Gli impatti a lungo termine del covid sono abbastanza visibili sotto forma di problemi di salute e delle crisi finanziarie in tutto il mondo. Abbiamo assistito ad una inflazione medica ed economica come non si vedeva da molto tempo. La nuova normalità e la convivenza con il virus ha cambiato di molto lo stile di vita delle persone. Comprendere i vari effetti e le diverse sfide poste dal covid aiuta ad affrontare meglio i problemi in corso. Tuttavia, il nuovo allarme è stato lanciato proprio per quanto riguarda gli effetti del post-covid.

Secondo quanto emerso dai dati evidenziati da Discovery Employee Benefits, si vede un enorme aumento delle richieste cardiometaboliche e di cancro dall’avvento della pandemia, con il long covid che gioca un ruolo di primo piano. I dati hanno mostrato che le morti sono più che triplicati per quanto riguarda le condizioni cardiometaboliche dal 2020, con un aumento del 200% delle morti nell’ultimo anno. Andiamo a conoscere i dati nel dettaglio.

Aumento decessi per long Covid: l’allarme

La pandemia di covid è stata ritirata, tanto che oggi si parla di epidemia. Ma l’impatto continuo è così grave che in tanti adesso lo chiamano long covid, visto che i problemi di salute legati al virus non finiscono quando il tampone segna negativo. Visto che parliamo di una malattia che ha causato e causa ancora oggi dei tassi di mortalità superiori al normale.

Un’analisi in merito alle richieste di prestazioni mediche e decessi da parte di Discovery Employee Benefits dimostra che esiste per davvero il cosiddetto long covid. La scoperta ha visto un netto picco per quanto riguarda le malattie cardiometaboliche, ovvero il cuore ed il sistema nervoso, e il cancro a seguito della pandemia. Uno dei responsabili della ricerca ha spiegato che i decessi dovuti a condizioni cardiometaboliche e correlate al cancro sono ora sorprendentemente alti nel mondo post-covid.

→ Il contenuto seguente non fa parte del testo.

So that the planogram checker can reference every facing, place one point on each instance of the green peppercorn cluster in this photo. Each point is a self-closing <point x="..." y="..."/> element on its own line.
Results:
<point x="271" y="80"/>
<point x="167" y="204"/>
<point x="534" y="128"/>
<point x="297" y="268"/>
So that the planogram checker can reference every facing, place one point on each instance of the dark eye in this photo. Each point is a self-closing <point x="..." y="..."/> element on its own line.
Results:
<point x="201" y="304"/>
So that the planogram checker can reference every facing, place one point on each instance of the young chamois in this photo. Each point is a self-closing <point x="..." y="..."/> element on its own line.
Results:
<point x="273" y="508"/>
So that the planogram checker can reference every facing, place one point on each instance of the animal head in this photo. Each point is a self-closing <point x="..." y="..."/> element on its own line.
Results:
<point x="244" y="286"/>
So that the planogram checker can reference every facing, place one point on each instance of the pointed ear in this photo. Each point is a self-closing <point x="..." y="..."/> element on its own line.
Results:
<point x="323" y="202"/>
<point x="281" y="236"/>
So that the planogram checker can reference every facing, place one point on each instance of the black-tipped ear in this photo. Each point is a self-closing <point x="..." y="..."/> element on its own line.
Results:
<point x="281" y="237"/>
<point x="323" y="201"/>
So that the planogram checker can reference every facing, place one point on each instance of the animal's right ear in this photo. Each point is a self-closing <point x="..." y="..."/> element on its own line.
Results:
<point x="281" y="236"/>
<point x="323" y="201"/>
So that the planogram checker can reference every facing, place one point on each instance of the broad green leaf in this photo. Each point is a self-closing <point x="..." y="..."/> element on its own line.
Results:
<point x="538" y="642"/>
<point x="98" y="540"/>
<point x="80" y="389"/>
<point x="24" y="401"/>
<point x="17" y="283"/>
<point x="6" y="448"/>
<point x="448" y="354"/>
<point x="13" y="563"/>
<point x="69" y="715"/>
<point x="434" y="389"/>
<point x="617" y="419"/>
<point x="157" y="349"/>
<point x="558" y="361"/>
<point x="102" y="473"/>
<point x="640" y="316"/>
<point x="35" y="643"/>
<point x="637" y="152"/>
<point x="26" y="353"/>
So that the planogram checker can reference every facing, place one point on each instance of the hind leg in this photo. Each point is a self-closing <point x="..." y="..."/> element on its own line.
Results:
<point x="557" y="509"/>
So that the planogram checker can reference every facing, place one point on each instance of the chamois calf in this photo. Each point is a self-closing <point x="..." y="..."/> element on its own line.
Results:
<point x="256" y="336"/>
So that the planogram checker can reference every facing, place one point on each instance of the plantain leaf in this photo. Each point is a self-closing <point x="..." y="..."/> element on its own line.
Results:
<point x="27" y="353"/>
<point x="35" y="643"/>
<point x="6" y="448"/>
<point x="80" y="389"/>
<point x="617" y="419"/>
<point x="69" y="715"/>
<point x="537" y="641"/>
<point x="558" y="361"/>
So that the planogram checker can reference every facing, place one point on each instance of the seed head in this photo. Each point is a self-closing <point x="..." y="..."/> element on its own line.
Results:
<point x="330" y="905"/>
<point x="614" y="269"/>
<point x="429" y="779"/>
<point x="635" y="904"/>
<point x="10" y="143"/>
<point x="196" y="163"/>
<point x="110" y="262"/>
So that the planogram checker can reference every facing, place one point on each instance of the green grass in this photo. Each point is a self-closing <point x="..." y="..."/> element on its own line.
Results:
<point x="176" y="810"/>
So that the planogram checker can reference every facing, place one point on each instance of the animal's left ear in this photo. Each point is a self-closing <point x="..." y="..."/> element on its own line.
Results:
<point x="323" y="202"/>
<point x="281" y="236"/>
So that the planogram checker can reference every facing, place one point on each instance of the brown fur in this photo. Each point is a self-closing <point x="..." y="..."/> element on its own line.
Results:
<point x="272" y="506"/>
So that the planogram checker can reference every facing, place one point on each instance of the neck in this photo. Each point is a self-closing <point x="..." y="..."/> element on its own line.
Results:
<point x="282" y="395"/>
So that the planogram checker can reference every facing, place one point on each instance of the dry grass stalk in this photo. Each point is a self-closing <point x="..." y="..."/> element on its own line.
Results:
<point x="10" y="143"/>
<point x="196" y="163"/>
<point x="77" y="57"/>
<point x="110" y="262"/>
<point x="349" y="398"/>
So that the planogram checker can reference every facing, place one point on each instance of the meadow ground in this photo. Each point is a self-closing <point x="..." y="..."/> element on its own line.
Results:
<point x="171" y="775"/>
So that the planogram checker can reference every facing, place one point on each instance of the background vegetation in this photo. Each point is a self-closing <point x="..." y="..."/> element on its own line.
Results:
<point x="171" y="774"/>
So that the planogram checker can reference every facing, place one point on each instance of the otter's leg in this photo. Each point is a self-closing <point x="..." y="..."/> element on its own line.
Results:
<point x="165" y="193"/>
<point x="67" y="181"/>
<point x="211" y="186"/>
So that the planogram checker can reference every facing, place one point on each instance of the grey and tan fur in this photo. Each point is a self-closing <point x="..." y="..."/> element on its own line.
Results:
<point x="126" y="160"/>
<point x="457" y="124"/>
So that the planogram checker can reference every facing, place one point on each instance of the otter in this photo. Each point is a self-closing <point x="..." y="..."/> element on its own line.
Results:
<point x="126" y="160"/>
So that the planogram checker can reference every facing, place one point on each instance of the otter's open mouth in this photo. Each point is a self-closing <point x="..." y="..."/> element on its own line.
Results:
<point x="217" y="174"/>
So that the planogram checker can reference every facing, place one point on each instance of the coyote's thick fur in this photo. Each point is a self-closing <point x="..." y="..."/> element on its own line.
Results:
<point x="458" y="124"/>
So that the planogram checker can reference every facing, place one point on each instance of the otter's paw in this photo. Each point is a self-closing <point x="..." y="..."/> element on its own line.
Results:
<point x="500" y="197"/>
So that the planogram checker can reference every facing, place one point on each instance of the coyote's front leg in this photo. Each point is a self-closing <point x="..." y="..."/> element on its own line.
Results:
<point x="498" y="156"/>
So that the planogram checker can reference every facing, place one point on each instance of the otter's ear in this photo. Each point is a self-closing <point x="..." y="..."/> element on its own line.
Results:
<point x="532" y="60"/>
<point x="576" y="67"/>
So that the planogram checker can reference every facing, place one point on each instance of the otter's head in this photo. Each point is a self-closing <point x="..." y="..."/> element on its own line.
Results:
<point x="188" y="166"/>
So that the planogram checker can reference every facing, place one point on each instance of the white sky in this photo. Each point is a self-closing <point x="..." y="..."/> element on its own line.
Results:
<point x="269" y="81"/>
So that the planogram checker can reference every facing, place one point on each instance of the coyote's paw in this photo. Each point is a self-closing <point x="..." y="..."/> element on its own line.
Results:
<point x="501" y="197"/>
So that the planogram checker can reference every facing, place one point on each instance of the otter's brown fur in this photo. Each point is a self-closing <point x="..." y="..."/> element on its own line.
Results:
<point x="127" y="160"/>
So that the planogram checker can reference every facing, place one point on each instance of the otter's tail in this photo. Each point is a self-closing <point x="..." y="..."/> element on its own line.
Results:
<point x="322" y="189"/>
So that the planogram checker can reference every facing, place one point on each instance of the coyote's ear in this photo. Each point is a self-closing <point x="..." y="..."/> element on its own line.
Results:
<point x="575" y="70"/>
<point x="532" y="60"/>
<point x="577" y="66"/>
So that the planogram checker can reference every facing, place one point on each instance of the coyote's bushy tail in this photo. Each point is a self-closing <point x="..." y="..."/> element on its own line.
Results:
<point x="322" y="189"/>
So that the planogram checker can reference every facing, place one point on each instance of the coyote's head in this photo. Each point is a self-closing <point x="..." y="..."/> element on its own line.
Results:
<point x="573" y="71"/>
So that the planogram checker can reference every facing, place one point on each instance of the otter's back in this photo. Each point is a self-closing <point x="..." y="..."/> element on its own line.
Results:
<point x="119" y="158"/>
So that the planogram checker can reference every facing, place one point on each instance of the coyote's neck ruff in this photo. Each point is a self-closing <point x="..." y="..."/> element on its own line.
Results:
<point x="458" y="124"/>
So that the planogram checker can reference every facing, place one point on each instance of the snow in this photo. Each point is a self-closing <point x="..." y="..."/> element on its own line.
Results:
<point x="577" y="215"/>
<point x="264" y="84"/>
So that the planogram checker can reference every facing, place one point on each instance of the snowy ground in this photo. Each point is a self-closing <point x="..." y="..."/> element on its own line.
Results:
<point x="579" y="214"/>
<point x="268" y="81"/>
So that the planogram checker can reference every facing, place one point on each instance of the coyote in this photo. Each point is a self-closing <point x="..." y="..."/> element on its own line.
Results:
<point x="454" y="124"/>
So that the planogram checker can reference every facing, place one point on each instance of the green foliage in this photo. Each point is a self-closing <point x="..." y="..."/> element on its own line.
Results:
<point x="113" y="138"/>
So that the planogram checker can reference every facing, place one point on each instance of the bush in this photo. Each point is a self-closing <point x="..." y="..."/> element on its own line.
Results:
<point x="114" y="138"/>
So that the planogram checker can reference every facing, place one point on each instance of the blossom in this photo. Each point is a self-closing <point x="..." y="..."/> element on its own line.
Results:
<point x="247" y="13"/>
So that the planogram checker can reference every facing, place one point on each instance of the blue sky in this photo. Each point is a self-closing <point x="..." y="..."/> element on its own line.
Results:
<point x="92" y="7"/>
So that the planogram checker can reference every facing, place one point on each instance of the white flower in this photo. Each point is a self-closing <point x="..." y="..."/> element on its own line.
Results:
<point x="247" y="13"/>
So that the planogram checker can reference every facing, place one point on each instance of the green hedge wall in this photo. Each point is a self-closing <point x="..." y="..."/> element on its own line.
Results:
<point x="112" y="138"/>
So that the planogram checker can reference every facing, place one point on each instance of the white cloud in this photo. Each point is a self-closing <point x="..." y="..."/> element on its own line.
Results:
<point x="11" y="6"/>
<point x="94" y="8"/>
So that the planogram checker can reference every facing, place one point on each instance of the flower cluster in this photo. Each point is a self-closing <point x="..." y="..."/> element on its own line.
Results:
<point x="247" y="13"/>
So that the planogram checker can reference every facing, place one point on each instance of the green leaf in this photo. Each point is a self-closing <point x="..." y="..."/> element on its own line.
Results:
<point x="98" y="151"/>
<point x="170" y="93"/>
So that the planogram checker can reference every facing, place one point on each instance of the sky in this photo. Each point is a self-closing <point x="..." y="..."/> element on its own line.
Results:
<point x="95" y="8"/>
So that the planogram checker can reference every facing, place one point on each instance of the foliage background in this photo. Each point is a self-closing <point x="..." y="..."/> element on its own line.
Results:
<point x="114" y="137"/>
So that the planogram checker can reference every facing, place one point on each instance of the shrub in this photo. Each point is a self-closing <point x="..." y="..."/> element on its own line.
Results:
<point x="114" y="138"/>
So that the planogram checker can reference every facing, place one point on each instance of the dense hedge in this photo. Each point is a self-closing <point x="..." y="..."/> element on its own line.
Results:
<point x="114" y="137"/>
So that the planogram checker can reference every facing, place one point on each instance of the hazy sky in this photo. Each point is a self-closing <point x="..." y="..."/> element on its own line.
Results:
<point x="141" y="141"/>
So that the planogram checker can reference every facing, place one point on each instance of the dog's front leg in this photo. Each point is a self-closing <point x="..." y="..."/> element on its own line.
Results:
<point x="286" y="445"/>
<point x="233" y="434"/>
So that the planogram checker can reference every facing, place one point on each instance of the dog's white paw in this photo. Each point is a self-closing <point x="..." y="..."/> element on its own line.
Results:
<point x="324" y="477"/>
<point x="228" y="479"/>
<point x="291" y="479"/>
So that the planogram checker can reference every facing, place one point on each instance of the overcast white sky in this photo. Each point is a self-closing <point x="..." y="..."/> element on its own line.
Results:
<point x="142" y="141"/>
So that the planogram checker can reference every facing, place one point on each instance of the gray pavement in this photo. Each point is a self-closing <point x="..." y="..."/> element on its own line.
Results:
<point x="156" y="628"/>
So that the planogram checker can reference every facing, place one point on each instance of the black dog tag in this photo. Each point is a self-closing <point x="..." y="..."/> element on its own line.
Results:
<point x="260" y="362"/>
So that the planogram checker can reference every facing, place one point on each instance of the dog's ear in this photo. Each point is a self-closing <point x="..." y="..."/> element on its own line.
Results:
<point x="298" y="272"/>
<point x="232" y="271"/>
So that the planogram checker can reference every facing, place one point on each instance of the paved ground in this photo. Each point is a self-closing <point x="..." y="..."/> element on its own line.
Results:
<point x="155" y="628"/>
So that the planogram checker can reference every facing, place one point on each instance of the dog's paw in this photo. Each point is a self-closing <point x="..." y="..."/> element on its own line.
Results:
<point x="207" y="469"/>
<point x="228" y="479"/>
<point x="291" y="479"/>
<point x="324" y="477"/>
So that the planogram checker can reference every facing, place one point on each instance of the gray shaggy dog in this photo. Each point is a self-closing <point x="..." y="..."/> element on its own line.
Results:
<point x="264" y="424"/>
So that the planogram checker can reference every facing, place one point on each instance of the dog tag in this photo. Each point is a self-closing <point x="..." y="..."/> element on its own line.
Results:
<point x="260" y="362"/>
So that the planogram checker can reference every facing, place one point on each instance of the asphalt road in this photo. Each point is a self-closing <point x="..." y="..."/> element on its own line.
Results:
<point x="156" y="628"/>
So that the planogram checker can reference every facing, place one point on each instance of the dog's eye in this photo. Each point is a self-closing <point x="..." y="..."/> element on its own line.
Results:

È stato spiegato che l’analisi dei dati sulle morti rivela un preoccupante aumento dell’incidenza dei decessi associati a malattie cardiovascolari tra i pazienti. Ha specificato che si tratta di malattie che colpiscono il cuore e i vasi sanguigni, ma anche appunto un aumento dell’incidenza dei decessi per cancro. Nel nuovo studio è stato specificato che le richieste di risarcimento per le condizioni e patologie cardiometaboliche sono più che triplicate dal 2020, con un aumento del 200% nel 2021.

Si può sostenere che queste cifre sono prese come un campione di ricerca rappresentativo di almeno un ampio segmento della popolazione. Discovery Employee Benefits ha assicurato che il tasso di mortalità deve ancora tornare ai livelli pre-pandemia. Inoltre, ha rilevato anche un aumento della percentuale di morti naturali tra i 35 e i 50 anni. Ma sono diminuite nelle persone di età superiore ai 50 anni.

Long Covid, causa morte: tre fattori

Lo studio che è stato condotto da Discovery Employee Benefits, inoltre, ha rivelato anche quali sono i tre fattori che causano la morte nel post-covid. E quindi stanno causando gli aumenti registrati nei dati sui decessi nell’ultimo anno. Questi sono:

  • long covid, ovvero i sintomi del virus che sono protratti nel tempo.
  • calo controlli medici, in pratica c’è stata una diminuzione delle persone che effettuano i controlli sanitari e lo screening annuale.
  • calo attività fisica, questo è un altro motivo per il quale sono aumentati i decessi, visto che le persone si esercitano poco.

I dati internazionali hanno suggerito come il Covid a lungo termine aumenta il rischio di infarti e ictus a causa dell’aumentato del rischio di condizioni di coagulazione del sangue. Questo di certo contribuisce al maggior numero di richieste e cure per quanto riguarda il sistema cardiovascolare, ma anche il cambiamento dello stile di vita iniziato durante la pandemia sta contribuendo alla profusione di queste malattie.

Le informazioni che sono presenti all’interno dell’articolo hanno uno scopo finale di divulgazione e sono state riprese da testate e fonti autorevoli. Pertanto, non vogliono essere un sostituto di un parere medico esperto. In caso di ricerca di diagnosi e trattamenti è consigliato rivolgersi ad uno specialista.